- Interactive map of Los Ebanos, Texas
- Coordinates: 26°24′41″N 98°55′7″W﻿ / ﻿26.41139°N 98.91861°W
- Country: United States
- State: Texas
- County: Starr

Population (2020)
- • Total: 281
- Time zone: UTC-6 (Central (CST))
- • Summer (DST): UTC-5 (CDT)
- Zip Code: 78582

= Los Ebanos, Starr County, Texas =

Community in Texas, US

Los Ebanos is a census-designated place (CDP) in Starr County, Texas, United States. It is a new CDP, formed from part of the La Rosita CDP prior to the 2010 census, with a population of 280.

==Geography==
Los Ebanos is located at (26.411313, -98.918581).

==Demographics==

Los Ebanos was first listed as a census-designated place in the 2010 U.S. census, one of ten new CDPs (Anacua, Campo Verde, El Cenizo, Hilltop, La Chuparosa, Los Barreras, Los Ebanos, Miguel Barrera, Rancho Viejo, and Tierra Dorada) carved out of the La Rosita CDP.

Historical population
| Census | Pop. | Note | %± |
| 2010 | 280 |  | — |
| 2020 | 281 |  | 0.4% |
U.S. Decennial Census 1850–1900 1910 1920 1930 1940 1950 1960 1970 1980 1990 2000 2010 2020

===2020 census===

Los Ebanos CDP (Starr County), Texas – Racial and ethnic composition Note: the US Census treats Hispanic/Latino as an ethnic category.
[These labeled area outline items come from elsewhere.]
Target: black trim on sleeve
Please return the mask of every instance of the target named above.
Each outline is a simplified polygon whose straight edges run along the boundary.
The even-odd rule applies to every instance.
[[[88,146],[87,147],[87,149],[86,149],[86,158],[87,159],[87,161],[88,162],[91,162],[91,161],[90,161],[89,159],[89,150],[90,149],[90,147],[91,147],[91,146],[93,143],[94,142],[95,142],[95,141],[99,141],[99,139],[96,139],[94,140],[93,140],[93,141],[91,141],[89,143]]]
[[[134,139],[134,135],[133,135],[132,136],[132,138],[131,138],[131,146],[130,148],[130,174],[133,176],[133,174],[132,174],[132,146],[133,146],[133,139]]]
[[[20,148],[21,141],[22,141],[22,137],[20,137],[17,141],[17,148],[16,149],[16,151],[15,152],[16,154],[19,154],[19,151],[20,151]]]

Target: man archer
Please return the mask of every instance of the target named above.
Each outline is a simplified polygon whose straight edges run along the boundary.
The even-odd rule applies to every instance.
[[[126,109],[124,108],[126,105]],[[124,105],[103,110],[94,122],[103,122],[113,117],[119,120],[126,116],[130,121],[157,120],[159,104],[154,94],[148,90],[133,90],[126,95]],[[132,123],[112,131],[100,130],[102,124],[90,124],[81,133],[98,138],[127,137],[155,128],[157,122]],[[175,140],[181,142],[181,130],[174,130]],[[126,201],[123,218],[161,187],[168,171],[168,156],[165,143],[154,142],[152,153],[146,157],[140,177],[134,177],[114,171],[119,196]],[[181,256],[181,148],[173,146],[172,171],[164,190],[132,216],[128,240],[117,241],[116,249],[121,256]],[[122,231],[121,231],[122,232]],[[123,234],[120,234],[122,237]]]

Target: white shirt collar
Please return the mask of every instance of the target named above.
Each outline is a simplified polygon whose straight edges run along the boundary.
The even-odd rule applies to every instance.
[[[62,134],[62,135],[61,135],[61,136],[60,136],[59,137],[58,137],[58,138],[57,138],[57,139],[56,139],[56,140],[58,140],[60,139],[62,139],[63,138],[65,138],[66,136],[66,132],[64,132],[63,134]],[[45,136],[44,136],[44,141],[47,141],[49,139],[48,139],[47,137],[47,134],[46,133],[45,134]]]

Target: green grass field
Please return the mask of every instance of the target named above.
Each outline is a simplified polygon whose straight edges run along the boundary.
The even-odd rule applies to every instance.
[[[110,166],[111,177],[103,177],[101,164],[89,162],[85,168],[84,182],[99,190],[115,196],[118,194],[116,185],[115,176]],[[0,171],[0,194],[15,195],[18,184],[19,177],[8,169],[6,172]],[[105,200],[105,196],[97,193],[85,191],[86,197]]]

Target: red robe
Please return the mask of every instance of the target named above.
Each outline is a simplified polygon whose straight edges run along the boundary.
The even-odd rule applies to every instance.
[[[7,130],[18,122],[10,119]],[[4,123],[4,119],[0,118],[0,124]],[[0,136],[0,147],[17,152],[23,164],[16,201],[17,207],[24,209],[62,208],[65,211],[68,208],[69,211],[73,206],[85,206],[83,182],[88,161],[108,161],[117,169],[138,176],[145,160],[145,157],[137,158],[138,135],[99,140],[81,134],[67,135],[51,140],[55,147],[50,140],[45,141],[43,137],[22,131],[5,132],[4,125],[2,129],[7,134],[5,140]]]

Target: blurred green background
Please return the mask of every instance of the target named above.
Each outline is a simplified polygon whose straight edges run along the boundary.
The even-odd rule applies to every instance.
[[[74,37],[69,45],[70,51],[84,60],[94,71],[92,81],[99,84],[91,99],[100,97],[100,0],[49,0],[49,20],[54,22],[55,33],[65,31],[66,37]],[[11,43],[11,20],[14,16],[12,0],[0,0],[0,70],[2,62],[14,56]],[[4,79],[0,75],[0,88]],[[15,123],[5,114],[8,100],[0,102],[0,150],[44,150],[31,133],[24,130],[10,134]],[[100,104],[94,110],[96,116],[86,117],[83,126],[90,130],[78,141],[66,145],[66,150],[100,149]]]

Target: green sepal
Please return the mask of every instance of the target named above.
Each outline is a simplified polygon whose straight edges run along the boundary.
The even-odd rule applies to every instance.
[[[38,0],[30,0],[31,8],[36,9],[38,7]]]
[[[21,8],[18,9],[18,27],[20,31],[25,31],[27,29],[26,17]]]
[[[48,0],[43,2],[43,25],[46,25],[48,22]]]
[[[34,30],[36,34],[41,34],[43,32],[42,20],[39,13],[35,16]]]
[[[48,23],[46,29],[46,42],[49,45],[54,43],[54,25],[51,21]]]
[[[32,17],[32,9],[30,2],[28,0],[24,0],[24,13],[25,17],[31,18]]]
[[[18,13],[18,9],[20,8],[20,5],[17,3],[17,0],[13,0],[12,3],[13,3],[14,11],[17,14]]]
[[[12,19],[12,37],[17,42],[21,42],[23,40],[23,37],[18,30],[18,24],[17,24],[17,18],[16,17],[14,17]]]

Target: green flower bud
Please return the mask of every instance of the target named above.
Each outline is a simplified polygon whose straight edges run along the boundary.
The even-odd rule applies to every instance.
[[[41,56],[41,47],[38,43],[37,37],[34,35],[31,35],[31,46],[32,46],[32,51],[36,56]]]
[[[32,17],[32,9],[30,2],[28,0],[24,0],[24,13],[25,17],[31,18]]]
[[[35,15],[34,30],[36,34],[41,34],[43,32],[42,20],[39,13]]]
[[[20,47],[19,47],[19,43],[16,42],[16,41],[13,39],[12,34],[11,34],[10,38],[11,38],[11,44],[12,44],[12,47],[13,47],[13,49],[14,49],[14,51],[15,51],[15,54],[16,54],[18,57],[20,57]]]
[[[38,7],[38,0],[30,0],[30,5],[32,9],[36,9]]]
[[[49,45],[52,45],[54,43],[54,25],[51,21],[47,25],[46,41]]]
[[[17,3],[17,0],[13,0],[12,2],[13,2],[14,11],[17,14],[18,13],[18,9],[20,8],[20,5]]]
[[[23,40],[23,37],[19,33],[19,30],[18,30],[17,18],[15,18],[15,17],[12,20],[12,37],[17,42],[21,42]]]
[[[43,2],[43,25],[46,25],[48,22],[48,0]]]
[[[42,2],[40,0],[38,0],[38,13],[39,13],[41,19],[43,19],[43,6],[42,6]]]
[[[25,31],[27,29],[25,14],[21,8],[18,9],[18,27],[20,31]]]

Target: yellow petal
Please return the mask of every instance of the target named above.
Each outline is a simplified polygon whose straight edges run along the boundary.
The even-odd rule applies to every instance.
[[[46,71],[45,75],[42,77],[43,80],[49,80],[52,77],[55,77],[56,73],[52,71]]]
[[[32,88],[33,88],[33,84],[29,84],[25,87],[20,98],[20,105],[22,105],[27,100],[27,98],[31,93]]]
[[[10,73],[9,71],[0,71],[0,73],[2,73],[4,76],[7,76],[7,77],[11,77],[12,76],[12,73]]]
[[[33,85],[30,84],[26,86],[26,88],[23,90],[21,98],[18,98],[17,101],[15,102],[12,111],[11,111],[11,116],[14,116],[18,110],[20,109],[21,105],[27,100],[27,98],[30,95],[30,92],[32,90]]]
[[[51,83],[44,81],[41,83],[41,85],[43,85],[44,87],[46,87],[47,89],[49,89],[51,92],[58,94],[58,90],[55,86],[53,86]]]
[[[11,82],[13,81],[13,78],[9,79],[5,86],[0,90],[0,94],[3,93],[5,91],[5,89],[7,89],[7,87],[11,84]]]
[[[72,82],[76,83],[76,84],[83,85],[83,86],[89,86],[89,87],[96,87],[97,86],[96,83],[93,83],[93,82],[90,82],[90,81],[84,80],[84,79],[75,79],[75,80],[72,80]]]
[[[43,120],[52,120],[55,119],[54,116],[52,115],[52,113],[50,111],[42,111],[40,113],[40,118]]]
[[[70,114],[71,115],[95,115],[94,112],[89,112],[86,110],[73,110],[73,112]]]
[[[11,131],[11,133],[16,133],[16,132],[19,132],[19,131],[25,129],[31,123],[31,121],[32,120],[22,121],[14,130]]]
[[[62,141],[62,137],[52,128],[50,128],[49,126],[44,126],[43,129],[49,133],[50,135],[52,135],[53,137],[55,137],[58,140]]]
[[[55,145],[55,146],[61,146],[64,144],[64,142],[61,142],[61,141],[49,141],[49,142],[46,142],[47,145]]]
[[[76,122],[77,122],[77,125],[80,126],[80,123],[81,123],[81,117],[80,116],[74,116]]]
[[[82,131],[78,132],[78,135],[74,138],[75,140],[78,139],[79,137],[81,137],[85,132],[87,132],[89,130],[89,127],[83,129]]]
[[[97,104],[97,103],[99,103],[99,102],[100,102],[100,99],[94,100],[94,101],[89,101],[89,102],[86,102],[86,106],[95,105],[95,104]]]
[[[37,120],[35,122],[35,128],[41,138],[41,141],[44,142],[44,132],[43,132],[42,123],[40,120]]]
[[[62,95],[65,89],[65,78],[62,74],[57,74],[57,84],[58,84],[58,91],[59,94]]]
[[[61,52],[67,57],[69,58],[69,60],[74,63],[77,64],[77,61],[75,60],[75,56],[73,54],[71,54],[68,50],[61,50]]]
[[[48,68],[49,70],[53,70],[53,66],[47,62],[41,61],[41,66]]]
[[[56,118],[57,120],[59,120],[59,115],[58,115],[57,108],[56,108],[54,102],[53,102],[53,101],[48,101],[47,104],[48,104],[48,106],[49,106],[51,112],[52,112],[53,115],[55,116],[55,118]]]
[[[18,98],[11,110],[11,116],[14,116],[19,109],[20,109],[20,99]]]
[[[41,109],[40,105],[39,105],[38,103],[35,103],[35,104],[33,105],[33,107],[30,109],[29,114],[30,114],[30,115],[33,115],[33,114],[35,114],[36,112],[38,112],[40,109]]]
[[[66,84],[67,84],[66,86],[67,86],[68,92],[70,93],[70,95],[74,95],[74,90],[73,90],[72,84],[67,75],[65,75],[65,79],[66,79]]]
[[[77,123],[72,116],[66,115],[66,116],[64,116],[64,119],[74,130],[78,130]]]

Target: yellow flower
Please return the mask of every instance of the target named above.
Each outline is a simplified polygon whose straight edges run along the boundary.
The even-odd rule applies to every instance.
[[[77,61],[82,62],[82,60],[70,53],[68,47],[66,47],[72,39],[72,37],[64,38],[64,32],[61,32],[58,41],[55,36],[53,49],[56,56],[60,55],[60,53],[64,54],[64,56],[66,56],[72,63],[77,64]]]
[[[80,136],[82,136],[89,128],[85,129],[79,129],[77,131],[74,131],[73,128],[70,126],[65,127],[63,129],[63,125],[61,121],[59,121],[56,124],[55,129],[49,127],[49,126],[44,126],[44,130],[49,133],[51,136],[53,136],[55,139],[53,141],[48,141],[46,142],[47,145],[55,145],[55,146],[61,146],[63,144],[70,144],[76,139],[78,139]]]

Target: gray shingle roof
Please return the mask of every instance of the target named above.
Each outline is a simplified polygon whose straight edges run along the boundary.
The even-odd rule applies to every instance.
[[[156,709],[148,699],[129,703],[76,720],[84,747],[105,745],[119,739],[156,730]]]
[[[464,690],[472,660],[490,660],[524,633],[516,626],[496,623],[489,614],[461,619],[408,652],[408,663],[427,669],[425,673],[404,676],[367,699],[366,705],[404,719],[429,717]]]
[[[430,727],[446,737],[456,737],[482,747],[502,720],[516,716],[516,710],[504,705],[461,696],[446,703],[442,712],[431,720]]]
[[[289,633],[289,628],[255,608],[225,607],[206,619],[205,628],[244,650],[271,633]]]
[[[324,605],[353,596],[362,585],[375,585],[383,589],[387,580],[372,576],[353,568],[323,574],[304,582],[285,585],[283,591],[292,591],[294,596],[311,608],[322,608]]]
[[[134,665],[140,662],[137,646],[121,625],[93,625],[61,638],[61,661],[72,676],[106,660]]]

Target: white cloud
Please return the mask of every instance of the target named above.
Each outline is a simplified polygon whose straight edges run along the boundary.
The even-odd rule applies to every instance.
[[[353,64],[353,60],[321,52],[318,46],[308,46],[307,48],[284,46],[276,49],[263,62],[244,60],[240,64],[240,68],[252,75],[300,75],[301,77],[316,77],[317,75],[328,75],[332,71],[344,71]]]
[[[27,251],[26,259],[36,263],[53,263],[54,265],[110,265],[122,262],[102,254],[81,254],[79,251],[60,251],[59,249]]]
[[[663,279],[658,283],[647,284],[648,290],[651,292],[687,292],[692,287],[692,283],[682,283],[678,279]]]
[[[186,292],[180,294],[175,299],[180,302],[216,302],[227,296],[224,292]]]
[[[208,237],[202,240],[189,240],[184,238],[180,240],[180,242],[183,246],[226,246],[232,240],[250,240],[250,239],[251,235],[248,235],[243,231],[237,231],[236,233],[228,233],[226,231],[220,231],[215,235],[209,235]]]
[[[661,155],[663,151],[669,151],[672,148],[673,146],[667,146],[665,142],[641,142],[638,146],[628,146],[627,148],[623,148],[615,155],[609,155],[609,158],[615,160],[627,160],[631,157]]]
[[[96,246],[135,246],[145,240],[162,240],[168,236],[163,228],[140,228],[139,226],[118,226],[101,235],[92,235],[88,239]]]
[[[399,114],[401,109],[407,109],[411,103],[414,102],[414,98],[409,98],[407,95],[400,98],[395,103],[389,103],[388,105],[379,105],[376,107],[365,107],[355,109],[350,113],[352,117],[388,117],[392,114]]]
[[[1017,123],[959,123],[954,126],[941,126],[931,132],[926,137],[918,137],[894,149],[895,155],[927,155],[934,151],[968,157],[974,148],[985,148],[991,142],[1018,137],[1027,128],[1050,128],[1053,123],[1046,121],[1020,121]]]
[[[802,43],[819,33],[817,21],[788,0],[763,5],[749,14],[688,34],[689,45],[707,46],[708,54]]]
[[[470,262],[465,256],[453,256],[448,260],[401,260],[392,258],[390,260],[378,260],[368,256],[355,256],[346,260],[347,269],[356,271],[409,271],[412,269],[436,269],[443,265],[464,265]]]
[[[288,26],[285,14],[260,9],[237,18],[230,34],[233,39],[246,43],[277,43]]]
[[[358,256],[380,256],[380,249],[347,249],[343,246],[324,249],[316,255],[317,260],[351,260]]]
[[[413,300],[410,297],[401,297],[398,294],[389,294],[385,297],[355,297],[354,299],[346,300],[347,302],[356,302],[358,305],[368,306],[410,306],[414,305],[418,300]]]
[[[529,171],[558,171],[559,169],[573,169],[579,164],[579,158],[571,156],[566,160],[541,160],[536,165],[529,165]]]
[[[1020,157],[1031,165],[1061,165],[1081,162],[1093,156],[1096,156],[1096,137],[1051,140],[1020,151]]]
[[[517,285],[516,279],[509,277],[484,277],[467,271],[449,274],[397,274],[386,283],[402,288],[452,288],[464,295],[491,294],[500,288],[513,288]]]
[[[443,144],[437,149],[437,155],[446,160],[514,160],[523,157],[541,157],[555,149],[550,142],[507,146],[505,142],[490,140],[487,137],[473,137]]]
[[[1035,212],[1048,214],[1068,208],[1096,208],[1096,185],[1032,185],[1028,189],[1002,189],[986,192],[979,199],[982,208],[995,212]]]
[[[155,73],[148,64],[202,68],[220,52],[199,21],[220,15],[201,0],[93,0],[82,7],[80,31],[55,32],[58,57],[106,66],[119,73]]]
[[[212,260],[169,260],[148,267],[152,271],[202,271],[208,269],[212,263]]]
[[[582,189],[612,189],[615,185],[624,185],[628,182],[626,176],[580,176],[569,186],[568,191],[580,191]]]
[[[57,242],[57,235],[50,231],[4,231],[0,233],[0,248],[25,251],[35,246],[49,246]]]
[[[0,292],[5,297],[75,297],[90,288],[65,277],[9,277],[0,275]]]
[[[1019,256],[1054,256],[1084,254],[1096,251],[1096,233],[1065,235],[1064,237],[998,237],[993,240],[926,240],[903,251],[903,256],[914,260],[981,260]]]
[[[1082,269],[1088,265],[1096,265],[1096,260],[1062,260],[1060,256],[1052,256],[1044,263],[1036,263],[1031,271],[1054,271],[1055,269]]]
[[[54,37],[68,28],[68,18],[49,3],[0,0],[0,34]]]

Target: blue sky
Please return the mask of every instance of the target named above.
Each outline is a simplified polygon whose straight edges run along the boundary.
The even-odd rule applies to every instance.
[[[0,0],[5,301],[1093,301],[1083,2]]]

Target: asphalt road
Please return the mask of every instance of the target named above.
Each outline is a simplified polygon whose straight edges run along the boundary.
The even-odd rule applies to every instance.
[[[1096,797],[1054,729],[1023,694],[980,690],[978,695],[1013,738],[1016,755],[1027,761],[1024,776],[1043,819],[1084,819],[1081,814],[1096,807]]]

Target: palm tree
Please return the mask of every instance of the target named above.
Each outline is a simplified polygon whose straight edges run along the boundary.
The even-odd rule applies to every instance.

This table excludes Latinos from the racial categories and assigns them to a separate category. Hispanics/Latinos may be of any race.
| Race / Ethnicity (NH = Non-Hispanic) | Pop 2010 | Pop 2020 | % 2010 | % 2020 |
|---|---|---|---|---|
| White alone (NH) | 0 | 0 | 0.00% | 0.00% |
| Black or African American alone (NH) | 0 | 0 | 0.00% | 0.00% |
| Native American or Alaska Native alone (NH) | 0 | 0 | 0.00% | 0.00% |
| Asian alone (NH) | 0 | 0 | 0.00% | 0.00% |
| Pacific Islander alone (NH) | 0 | 0 | 0.00% | 0.00% |
| Some Other Race alone (NH) | 0 | 0 | 0.00% | 0.00% |
| Mixed Race or Multi-Racial (NH) | 0 | 0 | 0.00% | 0.00% |
| Hispanic or Latino (any race) | 280 | 281 | 100.00% | 100.00% |
| Total | 280 | 281 | 100.00% | 100.00% |

==Education==
The CDP is within the Roma Independent School District. The zoned elementary school for the 2010 Census community is Delia Gonzalez (DG) Garcia Elementary School. Roma High School is the district's sole comprehensive high school.